Intel clearly understands those points, including the dichotomy of commercial interests, self-promoting players and fickle public attention. In response, the company is following a sustainable path and bringing along partners and customers for the ride. The key to Intel’s success lies in developing a broad ecosystem of technologies, solutions and services that are applicable to most every phase of automated driving and meet the discrete needs of businesses focused on those markets.

Mobileye is clearly the tip of the company’s formidable strategic spear, but Intel-based silicon will play a huge role in the systems, storage, memory, networking and other infrastructure assets that keep autonomous vehicles dependably and securely on the road.

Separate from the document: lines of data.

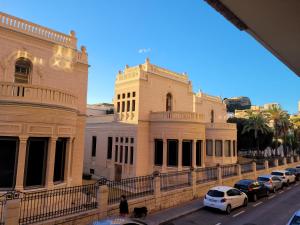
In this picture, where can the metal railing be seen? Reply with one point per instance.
(229, 170)
(174, 180)
(206, 174)
(246, 168)
(131, 187)
(44, 205)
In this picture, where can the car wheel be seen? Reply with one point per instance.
(228, 209)
(254, 198)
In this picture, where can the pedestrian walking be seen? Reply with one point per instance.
(123, 206)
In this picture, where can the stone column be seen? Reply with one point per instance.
(69, 155)
(21, 162)
(12, 212)
(102, 200)
(157, 193)
(165, 155)
(50, 162)
(179, 167)
(194, 154)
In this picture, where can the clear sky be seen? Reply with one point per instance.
(180, 35)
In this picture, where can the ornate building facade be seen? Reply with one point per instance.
(159, 124)
(43, 84)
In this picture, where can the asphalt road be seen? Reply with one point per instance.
(273, 210)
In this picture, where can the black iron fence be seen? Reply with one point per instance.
(131, 187)
(229, 170)
(44, 205)
(175, 180)
(206, 174)
(246, 168)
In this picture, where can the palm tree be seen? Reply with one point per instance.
(257, 123)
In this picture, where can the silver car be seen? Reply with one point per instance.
(272, 182)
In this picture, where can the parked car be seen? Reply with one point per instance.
(118, 221)
(285, 175)
(252, 188)
(225, 198)
(295, 219)
(272, 182)
(295, 171)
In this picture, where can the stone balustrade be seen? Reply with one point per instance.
(32, 29)
(221, 125)
(177, 116)
(36, 94)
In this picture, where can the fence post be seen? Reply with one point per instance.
(239, 170)
(12, 212)
(254, 168)
(193, 182)
(219, 174)
(102, 200)
(284, 161)
(276, 162)
(157, 193)
(266, 164)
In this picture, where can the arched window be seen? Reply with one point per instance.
(22, 70)
(169, 102)
(212, 116)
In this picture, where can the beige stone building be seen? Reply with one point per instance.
(159, 124)
(43, 84)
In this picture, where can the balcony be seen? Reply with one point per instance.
(221, 125)
(36, 94)
(176, 116)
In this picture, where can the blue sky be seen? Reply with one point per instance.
(184, 36)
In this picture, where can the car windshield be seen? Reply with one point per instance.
(215, 193)
(277, 173)
(295, 220)
(263, 179)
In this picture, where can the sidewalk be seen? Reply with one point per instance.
(166, 215)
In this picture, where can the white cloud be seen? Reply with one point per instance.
(144, 50)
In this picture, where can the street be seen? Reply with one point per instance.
(273, 210)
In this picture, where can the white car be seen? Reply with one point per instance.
(286, 176)
(295, 219)
(225, 198)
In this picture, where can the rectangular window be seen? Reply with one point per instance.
(123, 106)
(126, 154)
(227, 150)
(121, 154)
(172, 152)
(118, 107)
(234, 147)
(209, 147)
(186, 152)
(94, 145)
(109, 147)
(198, 152)
(36, 162)
(8, 162)
(131, 155)
(60, 158)
(158, 152)
(218, 148)
(116, 153)
(128, 106)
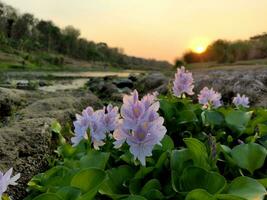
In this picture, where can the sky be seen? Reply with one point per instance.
(160, 29)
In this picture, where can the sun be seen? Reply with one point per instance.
(199, 49)
(199, 44)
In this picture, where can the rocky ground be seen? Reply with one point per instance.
(26, 115)
(25, 136)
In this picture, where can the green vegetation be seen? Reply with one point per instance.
(216, 154)
(42, 43)
(223, 51)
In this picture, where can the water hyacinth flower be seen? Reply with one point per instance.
(141, 127)
(241, 101)
(98, 123)
(6, 180)
(209, 98)
(183, 82)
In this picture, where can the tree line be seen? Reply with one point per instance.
(27, 33)
(223, 51)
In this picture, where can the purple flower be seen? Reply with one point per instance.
(111, 117)
(208, 97)
(98, 122)
(241, 101)
(5, 180)
(141, 127)
(183, 82)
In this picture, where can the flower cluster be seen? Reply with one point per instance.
(183, 82)
(96, 124)
(208, 97)
(241, 101)
(6, 180)
(139, 124)
(141, 127)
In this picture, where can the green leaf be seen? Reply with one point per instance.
(262, 129)
(212, 118)
(186, 116)
(198, 152)
(198, 178)
(228, 197)
(237, 120)
(249, 156)
(56, 127)
(68, 193)
(199, 194)
(56, 176)
(135, 197)
(48, 196)
(88, 179)
(150, 185)
(154, 195)
(247, 188)
(263, 181)
(179, 159)
(114, 185)
(143, 171)
(94, 159)
(167, 143)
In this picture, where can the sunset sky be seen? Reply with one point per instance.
(161, 29)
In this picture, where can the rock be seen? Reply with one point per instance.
(95, 84)
(25, 146)
(110, 78)
(107, 90)
(23, 84)
(230, 82)
(117, 97)
(150, 82)
(26, 142)
(10, 100)
(122, 83)
(43, 83)
(126, 90)
(133, 77)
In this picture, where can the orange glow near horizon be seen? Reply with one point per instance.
(199, 44)
(160, 29)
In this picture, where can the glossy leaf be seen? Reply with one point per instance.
(198, 152)
(198, 178)
(249, 156)
(247, 188)
(88, 179)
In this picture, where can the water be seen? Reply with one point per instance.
(66, 80)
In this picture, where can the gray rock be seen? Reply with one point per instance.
(151, 82)
(107, 90)
(122, 83)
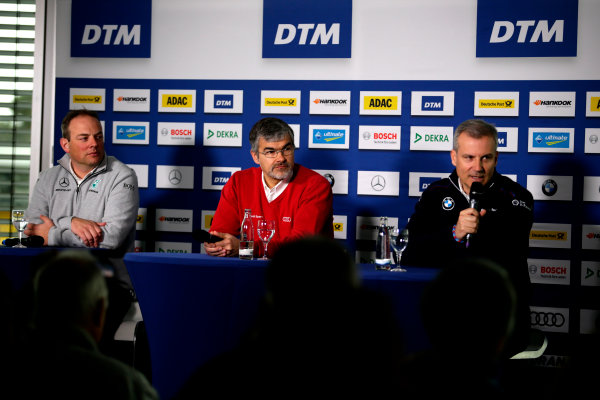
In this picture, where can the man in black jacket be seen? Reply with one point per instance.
(445, 228)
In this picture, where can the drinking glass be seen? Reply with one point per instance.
(266, 230)
(398, 241)
(20, 223)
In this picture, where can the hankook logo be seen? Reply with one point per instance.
(378, 183)
(175, 177)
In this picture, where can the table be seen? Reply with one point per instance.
(195, 307)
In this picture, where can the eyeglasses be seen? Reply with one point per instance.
(286, 151)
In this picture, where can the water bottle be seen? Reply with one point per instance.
(246, 251)
(383, 257)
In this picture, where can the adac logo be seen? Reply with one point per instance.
(549, 187)
(381, 103)
(177, 100)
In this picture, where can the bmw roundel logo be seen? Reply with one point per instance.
(549, 187)
(448, 203)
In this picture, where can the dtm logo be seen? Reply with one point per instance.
(432, 103)
(533, 28)
(220, 177)
(306, 29)
(111, 28)
(223, 101)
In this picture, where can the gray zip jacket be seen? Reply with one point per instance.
(108, 194)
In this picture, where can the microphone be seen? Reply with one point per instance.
(203, 236)
(475, 200)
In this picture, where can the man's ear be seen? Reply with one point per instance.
(64, 143)
(255, 157)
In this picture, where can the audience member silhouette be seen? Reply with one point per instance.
(60, 358)
(468, 312)
(319, 332)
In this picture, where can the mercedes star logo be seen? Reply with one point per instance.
(175, 177)
(378, 183)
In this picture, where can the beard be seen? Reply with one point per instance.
(281, 174)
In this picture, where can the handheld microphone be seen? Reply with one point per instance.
(203, 236)
(475, 200)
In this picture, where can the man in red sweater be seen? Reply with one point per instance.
(298, 199)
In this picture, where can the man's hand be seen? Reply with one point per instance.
(40, 229)
(88, 231)
(468, 222)
(228, 247)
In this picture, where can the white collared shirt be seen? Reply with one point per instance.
(275, 191)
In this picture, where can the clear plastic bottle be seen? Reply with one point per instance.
(246, 251)
(383, 256)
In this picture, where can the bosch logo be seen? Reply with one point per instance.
(448, 203)
(549, 187)
(547, 319)
(175, 177)
(378, 183)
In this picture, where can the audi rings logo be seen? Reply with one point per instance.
(378, 183)
(549, 187)
(175, 177)
(548, 319)
(330, 178)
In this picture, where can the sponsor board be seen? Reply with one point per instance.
(174, 177)
(280, 102)
(329, 103)
(131, 132)
(587, 321)
(223, 101)
(214, 178)
(111, 28)
(141, 171)
(432, 103)
(431, 138)
(141, 221)
(590, 273)
(380, 103)
(592, 144)
(552, 272)
(366, 227)
(88, 98)
(590, 237)
(131, 100)
(377, 137)
(547, 187)
(591, 188)
(329, 136)
(176, 133)
(419, 181)
(307, 29)
(592, 104)
(340, 227)
(338, 179)
(549, 319)
(225, 135)
(174, 220)
(508, 139)
(550, 235)
(551, 140)
(178, 101)
(172, 247)
(551, 104)
(502, 104)
(378, 183)
(533, 28)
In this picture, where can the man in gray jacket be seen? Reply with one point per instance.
(89, 199)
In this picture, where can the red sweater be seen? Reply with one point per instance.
(304, 208)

Safety and behavioral challenges

One of the most interesting Analyst Day sessions was led by Marjorie Dickman, Intel’s global director and associate general counsel for automated driving and IoT policy. Dickman dug deeply into an issue that several other presenters noted—the critical role of safety in self-driving acceptance and adoption. She emphasized that this focus on safety is top priority in Intel’s government advocacy on automated driving around the world. In fact, industry players that advance too quickly or at the expense of safety could severely risk public trust and the opportunities they hope to capture.

Complicating efforts to bring self-driving vehicles to fruition are patchworks of often conflicting federal, state and local regulations in the United States, as well as the European Union, the United Nations and numerous individual European and Asian countries. Some are also in flux. For example, in the U.S., the House of Representatives passed the bipartisan SELF DRIVE Act on September 6, 2017, while the subtly different Senate’s AV START Act passed a committee vote but is waiting for a full Senate vote, and reconciliation with the House bill.

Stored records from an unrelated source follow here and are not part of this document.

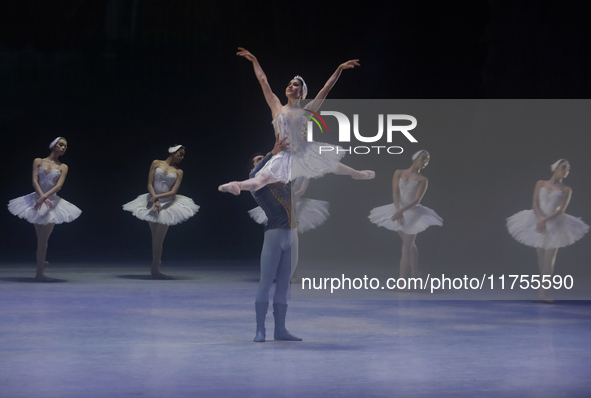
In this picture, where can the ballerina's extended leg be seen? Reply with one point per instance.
(43, 232)
(158, 235)
(252, 184)
(546, 260)
(341, 169)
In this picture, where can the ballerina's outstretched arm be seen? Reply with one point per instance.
(270, 97)
(315, 104)
(256, 182)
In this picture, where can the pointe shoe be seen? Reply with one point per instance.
(281, 333)
(364, 175)
(232, 187)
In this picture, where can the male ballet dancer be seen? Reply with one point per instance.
(276, 257)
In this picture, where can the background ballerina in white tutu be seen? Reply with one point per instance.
(303, 159)
(162, 207)
(406, 216)
(546, 227)
(43, 208)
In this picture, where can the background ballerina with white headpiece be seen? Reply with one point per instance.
(162, 207)
(546, 226)
(43, 208)
(303, 159)
(406, 216)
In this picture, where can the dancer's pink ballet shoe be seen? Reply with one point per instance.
(232, 187)
(364, 175)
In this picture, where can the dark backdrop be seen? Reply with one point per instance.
(123, 80)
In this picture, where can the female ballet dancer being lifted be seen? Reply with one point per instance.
(303, 158)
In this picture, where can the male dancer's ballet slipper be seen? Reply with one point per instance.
(42, 278)
(364, 175)
(232, 187)
(161, 277)
(281, 333)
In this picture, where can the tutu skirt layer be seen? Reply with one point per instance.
(173, 211)
(61, 211)
(416, 219)
(307, 162)
(310, 214)
(561, 231)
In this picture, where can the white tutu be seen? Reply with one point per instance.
(174, 209)
(172, 212)
(309, 213)
(561, 231)
(61, 211)
(416, 219)
(303, 158)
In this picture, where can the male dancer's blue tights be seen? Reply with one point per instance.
(276, 263)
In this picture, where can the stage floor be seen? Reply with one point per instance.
(107, 330)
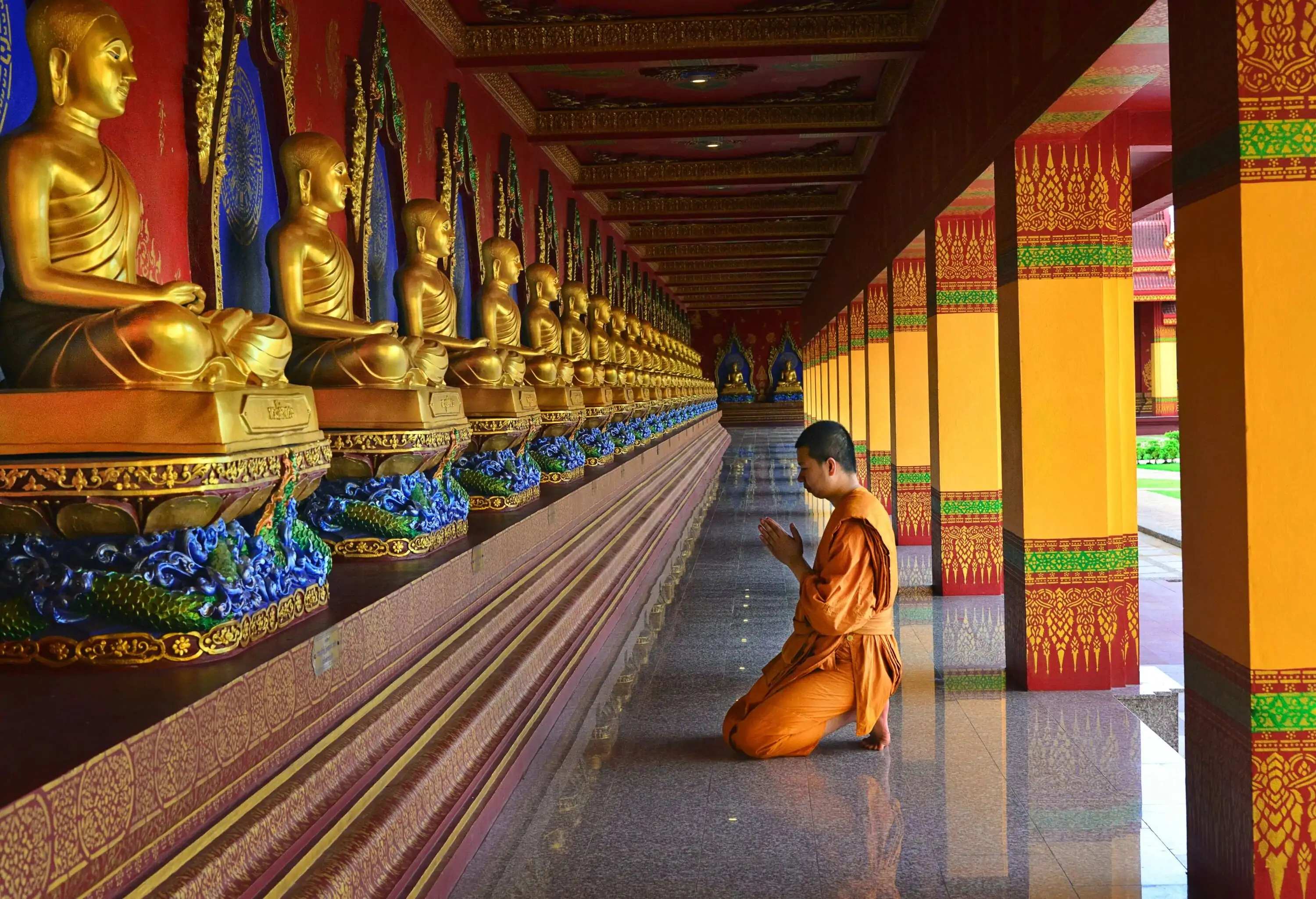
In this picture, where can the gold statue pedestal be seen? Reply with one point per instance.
(497, 472)
(156, 421)
(561, 460)
(389, 492)
(110, 482)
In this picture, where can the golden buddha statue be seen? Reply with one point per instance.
(576, 335)
(601, 342)
(619, 349)
(543, 289)
(74, 311)
(314, 279)
(428, 303)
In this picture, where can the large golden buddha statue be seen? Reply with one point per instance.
(74, 311)
(544, 327)
(428, 303)
(601, 342)
(501, 316)
(619, 349)
(314, 281)
(576, 335)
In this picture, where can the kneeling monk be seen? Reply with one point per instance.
(841, 663)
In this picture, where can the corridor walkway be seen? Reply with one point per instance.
(985, 793)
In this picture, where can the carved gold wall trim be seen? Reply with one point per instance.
(693, 121)
(772, 287)
(444, 23)
(690, 37)
(719, 171)
(707, 278)
(741, 302)
(564, 160)
(512, 99)
(718, 231)
(764, 248)
(666, 204)
(664, 269)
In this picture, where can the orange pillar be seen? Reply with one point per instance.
(1065, 258)
(965, 417)
(910, 400)
(1245, 189)
(878, 353)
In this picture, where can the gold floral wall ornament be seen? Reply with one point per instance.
(357, 198)
(333, 61)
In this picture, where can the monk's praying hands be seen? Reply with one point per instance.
(786, 548)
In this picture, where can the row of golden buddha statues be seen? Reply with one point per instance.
(175, 482)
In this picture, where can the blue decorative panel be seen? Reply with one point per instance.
(382, 250)
(249, 200)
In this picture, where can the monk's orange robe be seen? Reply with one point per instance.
(843, 655)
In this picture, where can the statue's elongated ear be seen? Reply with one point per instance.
(60, 77)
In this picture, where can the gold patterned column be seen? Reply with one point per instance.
(860, 387)
(910, 398)
(1245, 187)
(965, 420)
(878, 352)
(1066, 367)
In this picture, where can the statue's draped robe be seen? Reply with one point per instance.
(377, 360)
(843, 652)
(149, 344)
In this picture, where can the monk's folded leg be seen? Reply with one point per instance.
(793, 721)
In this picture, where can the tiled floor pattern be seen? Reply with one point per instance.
(985, 793)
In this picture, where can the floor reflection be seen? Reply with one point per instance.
(985, 792)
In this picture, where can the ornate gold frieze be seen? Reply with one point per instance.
(716, 171)
(739, 286)
(740, 250)
(512, 99)
(649, 207)
(133, 649)
(662, 268)
(562, 157)
(719, 231)
(733, 278)
(689, 37)
(677, 121)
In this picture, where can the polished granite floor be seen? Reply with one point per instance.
(983, 793)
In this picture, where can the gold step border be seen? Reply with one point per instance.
(398, 548)
(564, 477)
(135, 649)
(504, 503)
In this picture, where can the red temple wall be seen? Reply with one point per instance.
(152, 139)
(760, 332)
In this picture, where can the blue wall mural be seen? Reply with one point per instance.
(249, 200)
(18, 77)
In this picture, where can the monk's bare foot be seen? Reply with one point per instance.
(881, 736)
(878, 740)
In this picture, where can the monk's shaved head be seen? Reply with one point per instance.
(828, 440)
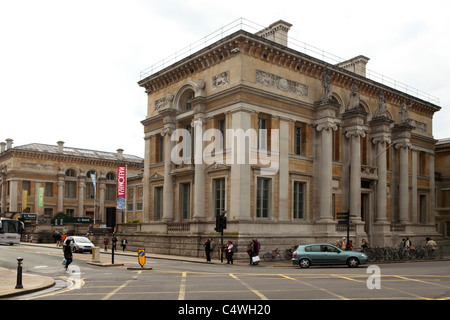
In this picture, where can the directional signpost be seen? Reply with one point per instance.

It seems likely that other, more divisive political measures will overshadow adoption of a House-Senate reconciled self-driving bill in the last days of the 2017 Congressional session (which ends on December 21, 2017). Plus, you have to factor-in efforts by diverse interested parties, including cybersecurity, environmental and trucking industry representatives, and stakeholders lobbying on both sides for various preemptions and exemptions.

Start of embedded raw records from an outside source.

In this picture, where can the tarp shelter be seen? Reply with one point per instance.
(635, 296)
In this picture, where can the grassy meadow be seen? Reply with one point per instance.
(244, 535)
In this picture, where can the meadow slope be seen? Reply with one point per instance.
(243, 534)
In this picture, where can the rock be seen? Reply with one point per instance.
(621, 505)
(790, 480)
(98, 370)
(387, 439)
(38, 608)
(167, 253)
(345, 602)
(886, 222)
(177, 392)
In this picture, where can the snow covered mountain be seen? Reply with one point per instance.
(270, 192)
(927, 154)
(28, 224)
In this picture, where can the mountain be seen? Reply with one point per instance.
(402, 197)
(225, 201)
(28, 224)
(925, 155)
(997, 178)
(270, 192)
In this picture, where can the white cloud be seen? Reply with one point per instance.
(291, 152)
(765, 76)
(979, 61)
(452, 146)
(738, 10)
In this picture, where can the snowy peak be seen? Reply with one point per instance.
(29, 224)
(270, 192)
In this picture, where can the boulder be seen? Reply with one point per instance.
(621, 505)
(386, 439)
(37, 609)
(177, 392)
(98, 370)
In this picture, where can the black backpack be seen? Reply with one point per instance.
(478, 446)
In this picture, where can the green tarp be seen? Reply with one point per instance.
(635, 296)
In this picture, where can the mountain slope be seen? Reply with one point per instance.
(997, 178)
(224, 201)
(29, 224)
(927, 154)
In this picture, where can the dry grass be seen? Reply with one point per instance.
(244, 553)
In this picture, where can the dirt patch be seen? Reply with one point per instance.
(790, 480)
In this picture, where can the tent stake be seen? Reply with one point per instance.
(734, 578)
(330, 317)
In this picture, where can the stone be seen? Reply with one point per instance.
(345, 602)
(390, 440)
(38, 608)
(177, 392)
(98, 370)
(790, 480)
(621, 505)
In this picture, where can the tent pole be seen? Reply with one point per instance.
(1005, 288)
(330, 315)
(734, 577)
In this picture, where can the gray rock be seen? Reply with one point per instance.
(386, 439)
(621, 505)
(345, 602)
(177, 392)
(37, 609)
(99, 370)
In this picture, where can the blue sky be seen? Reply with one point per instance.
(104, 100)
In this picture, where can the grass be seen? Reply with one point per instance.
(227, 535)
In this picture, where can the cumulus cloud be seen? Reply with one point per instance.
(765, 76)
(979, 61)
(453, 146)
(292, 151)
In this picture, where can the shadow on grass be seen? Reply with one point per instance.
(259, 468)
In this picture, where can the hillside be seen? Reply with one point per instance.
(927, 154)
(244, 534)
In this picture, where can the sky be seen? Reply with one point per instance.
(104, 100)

All in all, a bicameral bill covering automated driving in the U.S. is likely to be adopted by Congress sometime in early 2018. If passed, the legislation—together with the Department of Transportation’s recently updated guidance for automated vehicles—would create a much-needed uniform federal framework for self-driving vehicles.

What I found fascinating about Dickman’s presentation was how it clarified issues impacting and shaping the development of automated driving technologies and demand for autonomous vehicles that have remained relatively invisible or underdiscussed in more public venues. Intel deserves credit for its willingness to openly discuss these often-thorny points during the Analyst Day event.

Final analysis

From where I stand, autonomous vehicles and self-driving technologies could very well become the Next Big Thing so long as your outlook extends to around 2025. Before we get there, however, technology vendors and automakers have a lot of work to do, including addressing and solving central problems which are, to put it gently, often profoundly tough and complex.

Keeping those points in mind, I came away from Intel’s Analyst Day with respect and optimism for its accomplishments in automated driving. If the company can continue developing its ADG technology ecosystem, delivering the solutions its executives discussed and achieving the vision they detailed, Intel will be a key player in the transformational revolution that autonomous vehicles seem likely to deliver.

If that comes to pass, August 8, 2017—when the acquisition of Mobileye was completed—is likely to be remembered as the day Intel’s journey to automated driving and autonomous vehicle leadership stepped on the gas and moved into the fast lane.